Knowing the team’s makeup may help pull the question into perspective. My core team is basically the same core team from my last startup. But I also need field experts so I formed an extended team.
An important skill for any successful founder is the ability to bring on people smarter than yourself. The problem is that you end up surrounded by people smarter than yourself.
The core and extended team are made up of Ph.D.’s, scientific researchers, and alums from schools like Thunderbird and Stanford. All of them are at the top of their game. Me? Well, I have… I have no pedigree of note. Once, I was a side bar in HBR. But these guys, they are all published. My point is, when you bring in people smarter than yourself you are never the smartest person in the room.
Almost daily I have conversations with the team that frankly goes over my head. That does not excuse me from the need to understand what they are saying or what it is that motivates them. I need to understand because I have to communicate across the team — effectively.
What I asked Mark was this, “How can I best lead when I don’t understand all the facts?” Mark sat back in his chair, folded his arms and looking directly at me said, “Now, you are sounding like a CEO.”
That just great… I “sound” like a CEO. But a CEO is a hard leadership position (read manager) and what I need is to know how to offer soft leadership (read coach) to a highly skilled and experienced team. His response was, “EXACTLY!”
Mark then said one the most humbling thing I have ever heard. “Dave,” he said, “they believe in you and in your vision. They believe it will change lives. You need to believe it as much as they do.”
Mark spent another 30 minutes making his case.
The market problem is crystal clear. The solution and technology works. Early use has proven people will buy it. There is market demand for it. The long term potential is huge. I have formed partnerships with industry leaders and even received an offer to buy out the company pre-launch. I know that it is going to work, because it is working. The point Mark was making is that I needed to believe it. I needed to have faith. And faith is very different from knowing.
The challenge for anyone leading a team, (and I mean leading, not managing) is to be out front. To set the vision. To set the direction. To establish priorities. To keep walking, especially when things get bogged down. To pick up team members who are down and to give encouragement every step of the way. To find the YES when everyone is saying NO. In turn, your team puts trust in you. The only way to build that trust is through open, honest and respectful communication.
A lot of my time is managing tasks; collecting them, assigning them and just making sure they get done. But my real job is to lead. So when I have a Ph.D debating things I really don’t understand I can’t manage them. I don’t have the background or knowledge to even participate. What I need to do is lead.

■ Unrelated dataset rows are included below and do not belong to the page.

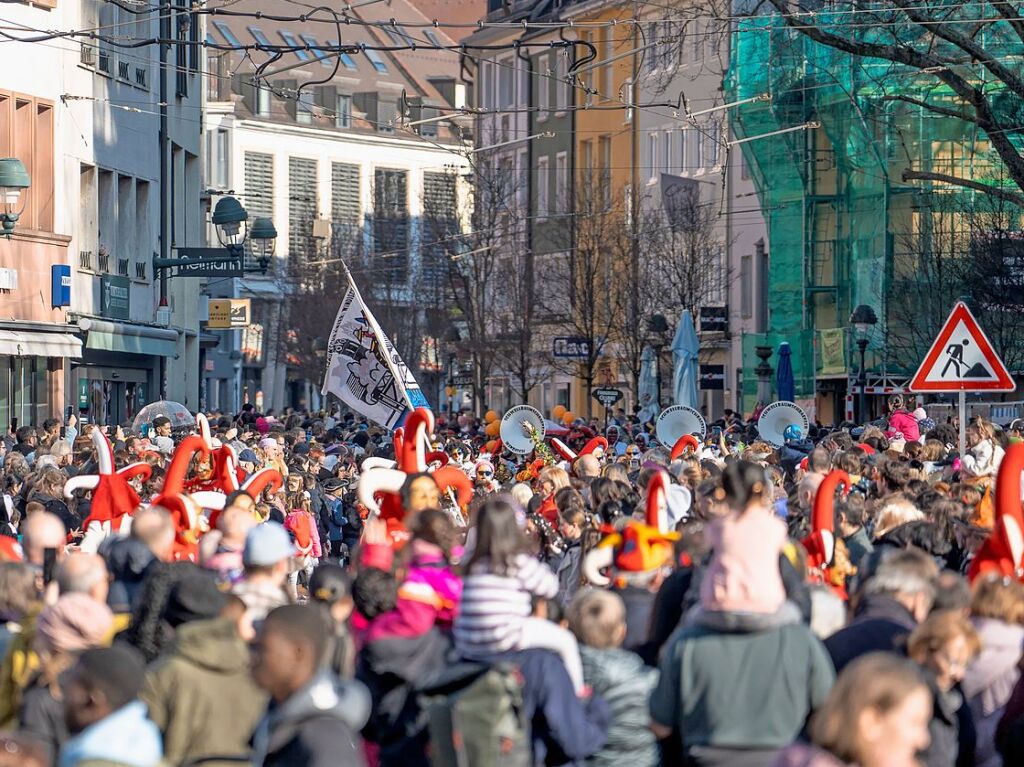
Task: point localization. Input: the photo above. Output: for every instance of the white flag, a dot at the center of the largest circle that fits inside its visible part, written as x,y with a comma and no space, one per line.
364,370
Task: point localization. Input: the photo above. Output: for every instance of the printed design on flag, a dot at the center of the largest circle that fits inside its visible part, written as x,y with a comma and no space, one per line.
364,369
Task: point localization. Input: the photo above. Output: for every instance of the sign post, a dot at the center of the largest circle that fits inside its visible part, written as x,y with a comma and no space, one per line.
962,359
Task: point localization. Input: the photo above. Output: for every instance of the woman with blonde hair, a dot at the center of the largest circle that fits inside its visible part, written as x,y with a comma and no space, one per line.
997,614
981,462
943,646
550,480
876,716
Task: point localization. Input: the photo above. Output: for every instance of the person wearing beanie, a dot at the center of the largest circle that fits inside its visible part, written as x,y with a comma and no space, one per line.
743,672
104,715
266,559
77,622
201,693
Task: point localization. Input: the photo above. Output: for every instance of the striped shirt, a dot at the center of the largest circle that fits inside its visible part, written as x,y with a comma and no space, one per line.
493,606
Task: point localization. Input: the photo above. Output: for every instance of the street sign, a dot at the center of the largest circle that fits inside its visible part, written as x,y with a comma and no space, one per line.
714,318
607,395
229,312
712,377
962,359
570,347
209,262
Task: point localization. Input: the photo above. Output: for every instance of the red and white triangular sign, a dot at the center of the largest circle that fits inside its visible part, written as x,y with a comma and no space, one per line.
962,358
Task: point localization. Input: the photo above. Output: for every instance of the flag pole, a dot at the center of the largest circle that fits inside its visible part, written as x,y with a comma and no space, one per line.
379,335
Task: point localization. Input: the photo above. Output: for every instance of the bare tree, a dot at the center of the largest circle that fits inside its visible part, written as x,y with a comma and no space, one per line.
472,262
581,279
966,247
950,60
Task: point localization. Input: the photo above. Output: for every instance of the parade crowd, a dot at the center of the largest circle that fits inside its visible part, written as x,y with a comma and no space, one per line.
309,589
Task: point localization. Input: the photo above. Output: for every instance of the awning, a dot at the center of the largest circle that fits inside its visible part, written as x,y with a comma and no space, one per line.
32,343
129,339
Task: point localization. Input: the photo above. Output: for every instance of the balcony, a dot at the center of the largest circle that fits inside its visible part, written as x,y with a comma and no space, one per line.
87,56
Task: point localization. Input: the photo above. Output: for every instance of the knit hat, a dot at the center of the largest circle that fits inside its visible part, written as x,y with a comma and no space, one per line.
75,622
266,545
194,596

I listen to how things are said and what is not said. I watch body language to see how others respond. I monitor debates and encourage discussions. I Look for passion and I look for compassion.
I am still learning that a founder’s job is. Every time I think I know it I end up learning something new. There isn’t a school that teaches “foundership”. It is all on the job training.
What I have learned is this; A founder’s job is to first set the vision. Second, to have faith in yourself and faith in the team. Third, create a culture of open, respectful and honest communication to make it all happen.
A founders job is not to be skilled in every task that needs to get done. It is to find people who have those skills, help them to believe in the vision, join the team and to accept the culture.
When the path is unclear or skills are missing it is then the founders’ job to forge ahead and discover new paths and ways to get things done. In turn the team will grow to trust you. That level of trust requires that you first have faith in yourself.
Sharing a vision, having faith and cultivating a culture is the hard part. In comparison, getting a product to market and growing a business is easy.